I was told to have the 26 daily points plus the 49 weekly points and add an extra 6 daily points to start with and see how it goes. Some people need more, some people need less, so you need to carefully monitor your intake for a while to see how much you need.
Hi Beth- I'm new to the team...a back-slid Lifetime member,but I have friends who are on Maintenance. I heard my WW leader telling someone to eat nutrient-dense foods, which keep you full longer. Peanut butter is the main one that comes to mind.

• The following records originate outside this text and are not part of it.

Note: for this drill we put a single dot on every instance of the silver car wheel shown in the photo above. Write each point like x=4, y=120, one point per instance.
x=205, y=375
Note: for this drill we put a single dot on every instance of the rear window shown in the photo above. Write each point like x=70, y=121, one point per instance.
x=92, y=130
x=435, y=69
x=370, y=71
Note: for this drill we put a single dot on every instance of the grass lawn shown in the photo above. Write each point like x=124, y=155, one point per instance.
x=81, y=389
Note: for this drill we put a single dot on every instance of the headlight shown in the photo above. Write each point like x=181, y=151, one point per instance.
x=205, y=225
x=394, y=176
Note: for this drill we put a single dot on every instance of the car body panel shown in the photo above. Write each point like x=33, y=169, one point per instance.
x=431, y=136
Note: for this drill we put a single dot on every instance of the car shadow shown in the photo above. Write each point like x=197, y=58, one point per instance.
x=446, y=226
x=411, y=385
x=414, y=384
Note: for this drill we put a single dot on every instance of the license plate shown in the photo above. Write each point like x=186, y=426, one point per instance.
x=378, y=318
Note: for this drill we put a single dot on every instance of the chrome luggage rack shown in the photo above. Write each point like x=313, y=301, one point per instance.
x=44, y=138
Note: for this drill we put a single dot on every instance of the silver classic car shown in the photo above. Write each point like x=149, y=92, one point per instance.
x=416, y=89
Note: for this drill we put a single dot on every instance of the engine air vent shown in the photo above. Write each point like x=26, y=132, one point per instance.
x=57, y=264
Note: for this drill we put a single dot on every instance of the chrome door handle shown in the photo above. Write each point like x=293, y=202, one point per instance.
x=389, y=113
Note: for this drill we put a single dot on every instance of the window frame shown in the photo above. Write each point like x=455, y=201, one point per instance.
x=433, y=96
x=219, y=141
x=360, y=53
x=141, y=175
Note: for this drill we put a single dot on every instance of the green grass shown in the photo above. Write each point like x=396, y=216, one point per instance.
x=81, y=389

Get your 2 servings of healthy oils, and also raw nuts such as walnuts and almonds would be good for you. Also whole-grain pasta and rice. Also lean protein has healthy calories.
I learned the hard way that you can stay within your points and still eat unhealthy...too much overly processed and preserved foods, and carbs, carbs, carbs were my downfall. Now I try to cook from scratch with healthy, nutritious ingrediants. It's more time consuming, but that's the only way I've found to keep my triglycerides down.
Have a bit of a problem. My goal weight is 110. For 8 years, I have done pretty well, keeping my weight well below that. But now, I am losing TOO much, getting close to what WW considers "unhealthy" for my height. I heard once that Lifetime Members get "extra points". Does anyone know anything about that or have other advice to offer? Thanks in advance for your help.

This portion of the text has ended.